A company doing best practices today should be able to share and exchange forecasts and sales plans, as well as highlight exceptions, says Jane Hoffer, president and chief executive officer of Prescient. Yet she questions whether the nine-step VICS process is even achievable by most companies. "What was defined in the formal process is too unwieldy for organizations large and small, especially medium to small companies," she says. Some of the biggest users - including those who pioneered CPFR - have found it difficult to scale up from successful but limited pilots.
The classic CPFR model isn't for everyone, Hoffer says. Many have taken a more traditional approach to collaboration, utilizing the internet for their largest clients, and electronic data interchange (EDI) for others. Even phone and fax remain important tools in the struggle to reconcile forecasts and orders between seller and buyer.
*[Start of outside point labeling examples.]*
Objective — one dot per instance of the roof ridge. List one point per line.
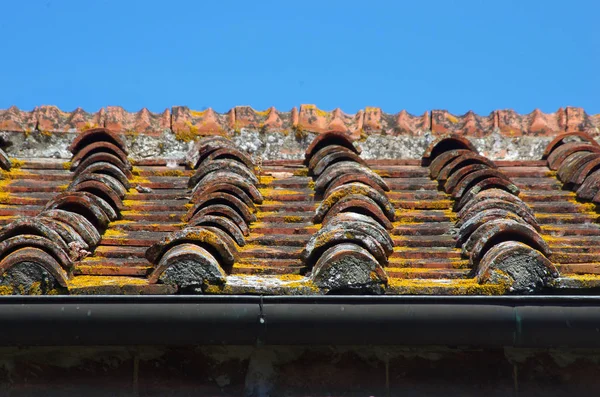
(188, 123)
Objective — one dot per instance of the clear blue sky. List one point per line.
(414, 55)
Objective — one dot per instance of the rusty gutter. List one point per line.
(476, 321)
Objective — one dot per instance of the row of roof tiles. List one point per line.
(371, 120)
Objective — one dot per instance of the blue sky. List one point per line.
(454, 55)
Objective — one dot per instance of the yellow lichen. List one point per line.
(99, 281)
(444, 287)
(16, 163)
(170, 173)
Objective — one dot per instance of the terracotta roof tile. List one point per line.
(52, 119)
(460, 224)
(119, 120)
(13, 119)
(313, 119)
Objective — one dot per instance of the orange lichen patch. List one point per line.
(52, 120)
(402, 286)
(97, 281)
(114, 233)
(16, 163)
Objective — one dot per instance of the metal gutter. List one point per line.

What's not at issue is the importance of better collaboration. All agree that companies can reduce inventories and increase sales through systems and processes that enhance communications. But Hoffer disagrees that CPFR is best applied to a wide range of SKUs in day-to-day operations. The greater benefit, she says, lies in collaboration around special events, promotions and production introductions. That's the source of "the greatest disconnect between projections and actual demand."
Four Instead of Nine
Some companies might be intimidated by the very existence of nine separate steps on the road to "true" CPFR. JDA Software Group prefers to address the subject as four core business processes: creation of a front-end agreement, collaborative demand forecasting, order forecasting, and long-range, unconstrained forecasting in support of a sales plan. "The state of the art today is to get all the way through all four phases," says Kevin Stadler, JDA's senior vice president of collaborative solutions.
Rite Aid and Johnson & Johnson have achieved three of the phases, while Ace Hardware and Manco Adhesives, the maker of duct tape, have gone through all four.
After years of development, CPFR's supporters believe the process is nearly ready to take hold throughout the business community. Matchette says companies will need about two more years to complete their pilots. AMR's Abell is a bit more optimistic. "I think you're going to see CPFR take off at the end of next year," he says.